The newspaper stressed that the Nicaraguan Constitution prohibits confiscation, and that the State can only take private property when the law allows it, albeit with prior and fair compensation for those affected.
Article 44 of the Nicaraguan Constitution “guarantees the right to private property and the instruments and means of production.” It also prohibits “the confiscation of property” and establishes that officials who violate this regulation will be held responsible for the damages caused.
The La Prensa building has been occupied by the Police since August 13, 2021. The dictatorship has also raided and confiscated the editorial offices of Confidencial, Esta Semana and channel 100% Noticias.
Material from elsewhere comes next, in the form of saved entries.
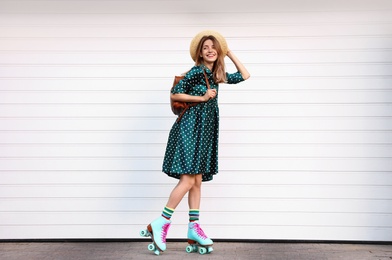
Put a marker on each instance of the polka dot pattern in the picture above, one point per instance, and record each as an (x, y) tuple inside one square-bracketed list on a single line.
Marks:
[(192, 146)]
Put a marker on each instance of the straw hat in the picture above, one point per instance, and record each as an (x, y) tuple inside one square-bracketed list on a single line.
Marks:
[(197, 38)]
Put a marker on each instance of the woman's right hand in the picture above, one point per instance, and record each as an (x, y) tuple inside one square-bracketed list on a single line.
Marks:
[(210, 94)]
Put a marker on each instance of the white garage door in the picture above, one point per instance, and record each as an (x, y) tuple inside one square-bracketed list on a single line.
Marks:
[(305, 145)]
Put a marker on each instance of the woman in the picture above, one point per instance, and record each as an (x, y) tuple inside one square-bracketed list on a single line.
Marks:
[(192, 150)]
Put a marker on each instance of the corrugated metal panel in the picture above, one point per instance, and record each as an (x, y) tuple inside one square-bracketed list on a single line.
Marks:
[(305, 147)]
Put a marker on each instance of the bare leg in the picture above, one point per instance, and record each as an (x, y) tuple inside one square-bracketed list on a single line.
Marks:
[(185, 184), (195, 193)]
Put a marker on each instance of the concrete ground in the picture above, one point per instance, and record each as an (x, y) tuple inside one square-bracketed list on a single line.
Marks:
[(176, 250)]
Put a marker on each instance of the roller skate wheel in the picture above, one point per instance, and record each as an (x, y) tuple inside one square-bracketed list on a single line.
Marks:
[(202, 250), (189, 249), (144, 233), (151, 247)]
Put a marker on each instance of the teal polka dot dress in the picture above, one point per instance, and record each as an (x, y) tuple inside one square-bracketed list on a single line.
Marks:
[(192, 146)]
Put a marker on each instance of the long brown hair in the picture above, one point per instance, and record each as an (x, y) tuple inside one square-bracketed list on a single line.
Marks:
[(218, 70)]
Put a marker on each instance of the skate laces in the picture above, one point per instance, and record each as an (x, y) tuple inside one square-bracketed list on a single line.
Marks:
[(199, 231), (165, 228)]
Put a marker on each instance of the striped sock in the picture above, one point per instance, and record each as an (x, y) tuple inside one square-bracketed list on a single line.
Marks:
[(194, 215), (167, 212)]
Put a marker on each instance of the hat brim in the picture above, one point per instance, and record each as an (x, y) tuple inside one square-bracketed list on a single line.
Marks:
[(197, 38)]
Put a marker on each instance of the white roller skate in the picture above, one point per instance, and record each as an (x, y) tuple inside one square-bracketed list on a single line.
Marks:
[(198, 240), (157, 230)]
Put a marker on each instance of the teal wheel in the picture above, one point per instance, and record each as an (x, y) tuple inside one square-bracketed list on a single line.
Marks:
[(202, 250), (151, 247), (189, 249)]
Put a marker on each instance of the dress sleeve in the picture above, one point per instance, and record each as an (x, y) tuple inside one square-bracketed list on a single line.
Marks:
[(190, 79), (234, 78)]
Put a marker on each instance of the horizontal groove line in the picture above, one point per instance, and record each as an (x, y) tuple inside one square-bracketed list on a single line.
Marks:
[(180, 64), (228, 103), (230, 171), (182, 51), (170, 117), (160, 157), (74, 185), (204, 212), (322, 36), (221, 198), (250, 225), (225, 90), (222, 130), (176, 25), (221, 144)]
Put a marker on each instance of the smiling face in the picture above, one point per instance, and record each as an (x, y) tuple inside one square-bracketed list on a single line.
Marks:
[(209, 52)]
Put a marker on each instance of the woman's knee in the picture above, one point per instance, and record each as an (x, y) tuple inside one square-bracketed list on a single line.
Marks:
[(188, 180)]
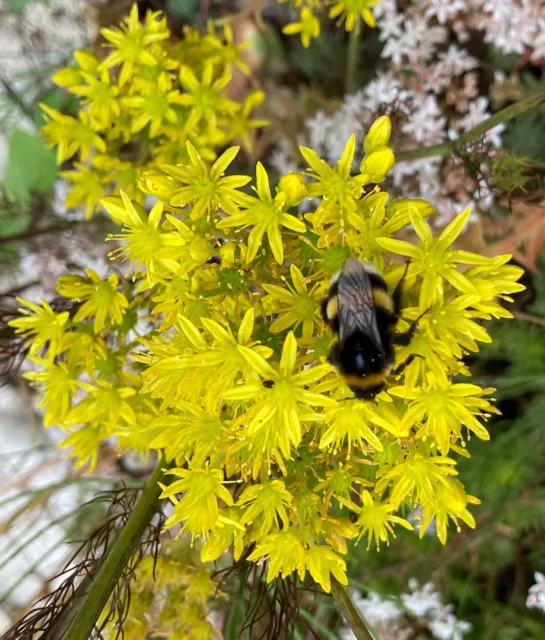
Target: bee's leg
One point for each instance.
(399, 369)
(334, 357)
(398, 291)
(323, 308)
(403, 339)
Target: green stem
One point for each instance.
(352, 616)
(352, 56)
(92, 600)
(450, 148)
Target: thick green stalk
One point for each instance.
(351, 614)
(92, 599)
(352, 56)
(449, 148)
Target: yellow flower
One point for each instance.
(265, 215)
(417, 478)
(131, 42)
(284, 552)
(376, 519)
(70, 135)
(265, 503)
(102, 94)
(206, 189)
(207, 369)
(205, 97)
(144, 242)
(446, 407)
(88, 186)
(153, 104)
(450, 502)
(322, 562)
(105, 405)
(295, 305)
(198, 509)
(308, 26)
(58, 384)
(41, 324)
(276, 407)
(335, 186)
(433, 259)
(351, 10)
(193, 434)
(85, 443)
(101, 298)
(228, 532)
(241, 126)
(351, 421)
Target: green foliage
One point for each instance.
(525, 136)
(186, 9)
(19, 5)
(31, 166)
(509, 172)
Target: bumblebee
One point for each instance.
(363, 314)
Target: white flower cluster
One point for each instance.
(423, 603)
(513, 26)
(536, 594)
(432, 83)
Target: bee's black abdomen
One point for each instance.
(377, 281)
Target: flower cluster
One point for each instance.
(170, 596)
(392, 617)
(214, 354)
(536, 593)
(142, 102)
(349, 12)
(432, 84)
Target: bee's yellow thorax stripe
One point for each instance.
(383, 300)
(370, 380)
(332, 308)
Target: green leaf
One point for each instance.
(57, 99)
(31, 166)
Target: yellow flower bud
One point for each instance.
(294, 187)
(156, 183)
(227, 253)
(377, 164)
(201, 250)
(378, 134)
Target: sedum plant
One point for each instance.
(213, 350)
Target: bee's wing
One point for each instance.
(356, 306)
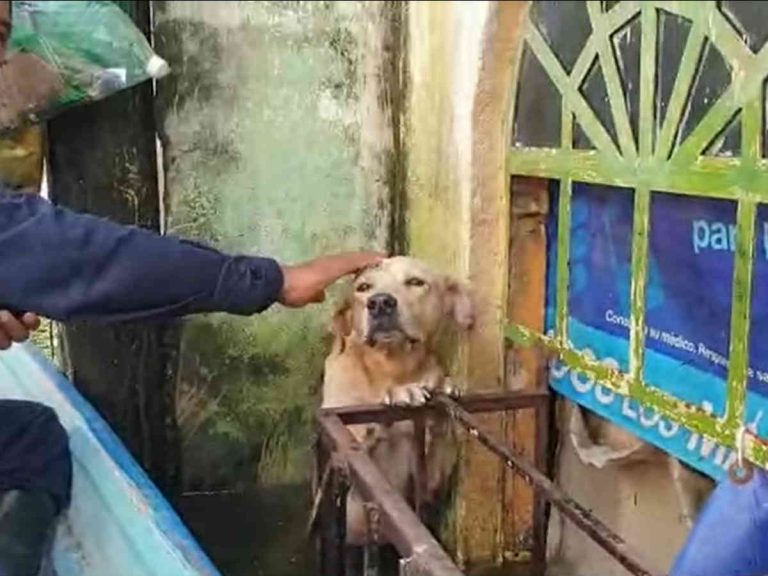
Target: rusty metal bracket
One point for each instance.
(400, 524)
(421, 555)
(575, 512)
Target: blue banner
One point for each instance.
(688, 309)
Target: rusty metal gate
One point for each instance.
(345, 463)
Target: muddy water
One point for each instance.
(253, 534)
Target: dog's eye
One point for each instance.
(415, 282)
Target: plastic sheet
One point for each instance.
(76, 52)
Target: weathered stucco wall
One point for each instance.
(463, 215)
(262, 136)
(278, 139)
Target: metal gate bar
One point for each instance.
(580, 516)
(422, 554)
(400, 523)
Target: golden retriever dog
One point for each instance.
(384, 352)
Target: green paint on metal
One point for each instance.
(648, 46)
(612, 81)
(665, 165)
(564, 235)
(640, 227)
(587, 118)
(740, 308)
(683, 85)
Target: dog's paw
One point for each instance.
(408, 395)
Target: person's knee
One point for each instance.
(34, 450)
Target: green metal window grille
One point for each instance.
(607, 134)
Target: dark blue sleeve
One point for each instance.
(65, 265)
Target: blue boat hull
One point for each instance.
(118, 523)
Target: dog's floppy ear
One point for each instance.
(459, 305)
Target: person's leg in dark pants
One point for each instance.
(35, 481)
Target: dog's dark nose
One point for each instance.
(380, 305)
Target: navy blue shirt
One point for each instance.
(65, 266)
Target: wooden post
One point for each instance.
(103, 160)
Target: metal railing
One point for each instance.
(344, 462)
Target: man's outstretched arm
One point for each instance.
(66, 265)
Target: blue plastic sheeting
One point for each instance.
(730, 537)
(118, 523)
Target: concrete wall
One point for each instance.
(296, 128)
(463, 215)
(275, 143)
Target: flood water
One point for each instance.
(256, 533)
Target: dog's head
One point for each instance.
(402, 301)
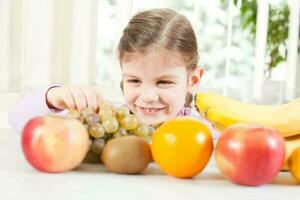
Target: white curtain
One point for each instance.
(45, 42)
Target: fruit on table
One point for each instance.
(291, 143)
(250, 154)
(222, 111)
(54, 144)
(294, 163)
(127, 155)
(182, 147)
(108, 123)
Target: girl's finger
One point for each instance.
(79, 97)
(99, 95)
(68, 98)
(90, 96)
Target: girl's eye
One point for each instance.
(134, 81)
(165, 83)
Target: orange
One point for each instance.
(182, 147)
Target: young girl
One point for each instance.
(158, 56)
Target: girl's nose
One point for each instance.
(149, 95)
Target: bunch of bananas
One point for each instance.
(223, 111)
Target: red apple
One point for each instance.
(54, 144)
(249, 154)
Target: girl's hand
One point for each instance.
(76, 97)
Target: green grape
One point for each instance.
(122, 112)
(97, 130)
(105, 104)
(105, 114)
(142, 130)
(92, 119)
(92, 157)
(130, 122)
(98, 145)
(107, 137)
(120, 133)
(73, 114)
(111, 124)
(87, 112)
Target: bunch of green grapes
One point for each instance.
(110, 122)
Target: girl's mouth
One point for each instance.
(149, 111)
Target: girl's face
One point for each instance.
(155, 85)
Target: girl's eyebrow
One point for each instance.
(129, 75)
(172, 76)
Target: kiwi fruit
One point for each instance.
(126, 155)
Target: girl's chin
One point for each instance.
(151, 120)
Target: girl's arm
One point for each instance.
(29, 107)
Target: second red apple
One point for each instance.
(250, 154)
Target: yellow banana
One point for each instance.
(291, 143)
(223, 111)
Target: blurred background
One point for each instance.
(249, 48)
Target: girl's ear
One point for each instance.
(195, 78)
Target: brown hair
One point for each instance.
(160, 28)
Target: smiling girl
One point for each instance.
(158, 56)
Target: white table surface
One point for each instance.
(18, 180)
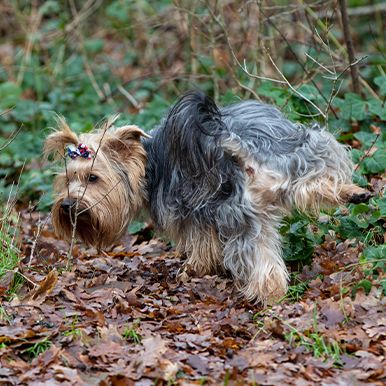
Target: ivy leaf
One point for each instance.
(352, 107)
(382, 207)
(376, 107)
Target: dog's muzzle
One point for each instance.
(67, 205)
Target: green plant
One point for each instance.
(314, 342)
(296, 290)
(38, 348)
(73, 330)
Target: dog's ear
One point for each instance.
(55, 143)
(122, 138)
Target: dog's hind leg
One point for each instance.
(252, 249)
(202, 249)
(255, 262)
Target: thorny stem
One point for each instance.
(350, 45)
(367, 152)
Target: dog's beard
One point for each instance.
(92, 225)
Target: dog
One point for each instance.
(217, 181)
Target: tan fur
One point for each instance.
(97, 214)
(203, 250)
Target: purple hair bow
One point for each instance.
(81, 151)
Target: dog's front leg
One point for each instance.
(255, 262)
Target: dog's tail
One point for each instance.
(193, 128)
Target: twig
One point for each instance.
(37, 235)
(349, 45)
(294, 89)
(13, 136)
(298, 61)
(367, 152)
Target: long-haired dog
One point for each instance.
(216, 180)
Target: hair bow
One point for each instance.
(81, 151)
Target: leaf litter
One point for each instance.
(122, 318)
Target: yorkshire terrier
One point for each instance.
(215, 180)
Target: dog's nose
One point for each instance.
(67, 204)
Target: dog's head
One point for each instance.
(101, 186)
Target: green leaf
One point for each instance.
(376, 163)
(377, 108)
(9, 95)
(382, 207)
(94, 46)
(380, 81)
(376, 254)
(367, 139)
(365, 284)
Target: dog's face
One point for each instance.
(100, 188)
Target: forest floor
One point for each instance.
(123, 318)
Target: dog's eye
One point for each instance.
(92, 178)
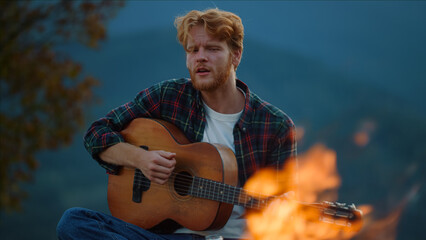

Value of almost ten million dollars
According to La Prensa, whose newsroom staff was forced into exile in July following the arrest of two employees, its assets “at the time of confiscation were worth close to 10 million dollars.”
“In February 2021, an appraisal carried out to buy an insurance policy, took into account the physical state of the real estate, that is, civil engineering works and/or buildings and valued them at 1.84 million dollars. This includes offices, warehouses, parking, unloading area and other construction works,” according to the newspaper.
The machinery and equipment had an acquisition cost of 14.48 million dollars, but when considering the depreciation for years of use, it was calculated at 6.04 million dollars. “The value of the construction, added to that of the machinery and equipment totals 7.89 million dollars. But to that amount we have to add the value of the land, which is around 1.80 million dollars. Therefore, the total amount of assets confiscated from the company reaches 9.68 million dollars,” reported La Prensa.
The newspaper emphasized that among the confiscated assets are a rotary printer worth 2.1 million dollars and a commercial printing press worth 3.89 million dollars, with the capacity to print, bind or gum “books, pamphlets, brochures, leaflets, and any other printer material, including electoral ballots.”
“What use will be given to that machinery? asked La Prensa, with less than three months to go before the municipal elections, for which specific ballots will need to be printed for Nicaragua’s 153 municipalities.
Putting an end to 96 years of history
“The Ortega Murillo regime is trying to put an end to 96 years of history of the dean of national journalism by dismantling the building that houses it,” points out Nicaragua’s most iconic media outlet.
In order to occupy the facilities of La Prensa, located in an industrial zone in the north of Managua, the Nicaraguan authorities alleged that the media supposedly was used to commit crimes of “customs fraud, money, goods and assets laundering.”
Last April, Juan Lorenzo Holmann Chamorro, nephew-in-law of former president Violeta Barrios de Chamorro, who defeated Ortega in the 1990 elections, was sentenced to nine years in prison for the alleged crime of “money laundering.”
La Prensa’s denunciation comes in the context of the socio-political crisis that Nicaragua has been experiencing since April 2018 and which, according to the Inter-American Commission on Human Rights (IACHR), has left at least 355 people dead —of which Ortega has admitted 200–, more than 200,000 exiled, and 190+ current political prisoners, including many opposition leaders.
According to the Independent Journalists and Communicators of Nicaragua movement, some 120 journalists, not including the support staff of La Prensa, has opted for exile since the beginning of the crisis.